TORONTO -- Celestica today announced second quarter revenue rose 3% year-over-year to $1.49 billion, beating expectations.

For the quarter ended Jun. 30, the net profit was $13.3 million, up from a loss was $6.1 million last year.

 Pretax profit was $21 million versus a loss was $1 million a year ago. Return on invested capital rose to 5.4% from -0.2% in 2019. Income from operations rose to $30.1 million from $11.6 million. Overall operating margin rose 90 basis points to 3.4%. Free cash flow was $37.9 million, compared to $46.5 million in 2019.

"Celestica delivered strong revenue growth and improved non-IFRS operating margin, paid down long-term debt, and continued to generate robust non-IFRS free cash flow in the second quarter," said Rob Mionis, president and CEO, Celestica.
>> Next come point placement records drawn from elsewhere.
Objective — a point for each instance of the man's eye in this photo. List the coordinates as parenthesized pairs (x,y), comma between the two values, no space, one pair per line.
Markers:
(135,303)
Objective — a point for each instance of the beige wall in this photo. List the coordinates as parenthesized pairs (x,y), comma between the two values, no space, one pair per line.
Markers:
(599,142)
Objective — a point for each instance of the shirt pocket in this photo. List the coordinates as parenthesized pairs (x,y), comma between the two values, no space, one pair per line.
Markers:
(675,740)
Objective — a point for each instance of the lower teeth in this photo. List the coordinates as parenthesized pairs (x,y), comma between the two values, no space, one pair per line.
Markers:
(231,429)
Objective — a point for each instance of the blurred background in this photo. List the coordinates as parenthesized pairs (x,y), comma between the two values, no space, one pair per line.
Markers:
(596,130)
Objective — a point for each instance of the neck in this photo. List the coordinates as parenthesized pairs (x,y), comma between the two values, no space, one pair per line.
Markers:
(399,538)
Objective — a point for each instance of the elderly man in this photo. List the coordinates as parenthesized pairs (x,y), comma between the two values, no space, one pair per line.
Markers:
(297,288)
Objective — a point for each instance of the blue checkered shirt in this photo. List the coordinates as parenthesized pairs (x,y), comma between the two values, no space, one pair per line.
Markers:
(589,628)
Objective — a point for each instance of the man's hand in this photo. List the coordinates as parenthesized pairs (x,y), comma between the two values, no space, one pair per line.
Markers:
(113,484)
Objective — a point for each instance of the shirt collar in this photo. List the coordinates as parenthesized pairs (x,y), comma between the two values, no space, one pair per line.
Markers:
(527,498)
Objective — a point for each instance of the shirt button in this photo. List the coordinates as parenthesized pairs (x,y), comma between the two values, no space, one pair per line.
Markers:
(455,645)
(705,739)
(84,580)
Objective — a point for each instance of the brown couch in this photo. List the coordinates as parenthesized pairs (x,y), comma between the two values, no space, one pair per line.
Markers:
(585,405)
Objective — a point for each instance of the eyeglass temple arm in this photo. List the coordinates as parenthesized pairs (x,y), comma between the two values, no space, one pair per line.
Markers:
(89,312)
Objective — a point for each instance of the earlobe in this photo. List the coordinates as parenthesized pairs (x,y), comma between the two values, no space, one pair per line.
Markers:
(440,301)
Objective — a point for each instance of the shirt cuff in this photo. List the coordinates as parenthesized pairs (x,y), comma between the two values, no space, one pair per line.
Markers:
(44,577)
Celestica noted Covid-19 impacted demand to an undisclosed degree during the period. It sustained an aggregate adverse revenue impact of $56 million resulting from Covid-19-related materials constraints. Covid-19-related costs incurred were approximately $18 million, comprised of direct and indirect costs, including manufacturing inefficiencies related to lost revenue due to the inability to secure materials, and idle labor costs resulting from shelter-in-place orders and manufacturing capacity restrictions, as well as incremental direct costs for labor, expedite fees and freight premiums, costs for cleaning supplies and personal protective equipment, and IT-related costs to support work-from-home arrangements. The costs were largely offset by an aggregate of $16 million in government subsidies and customer recoveries recognized in the period.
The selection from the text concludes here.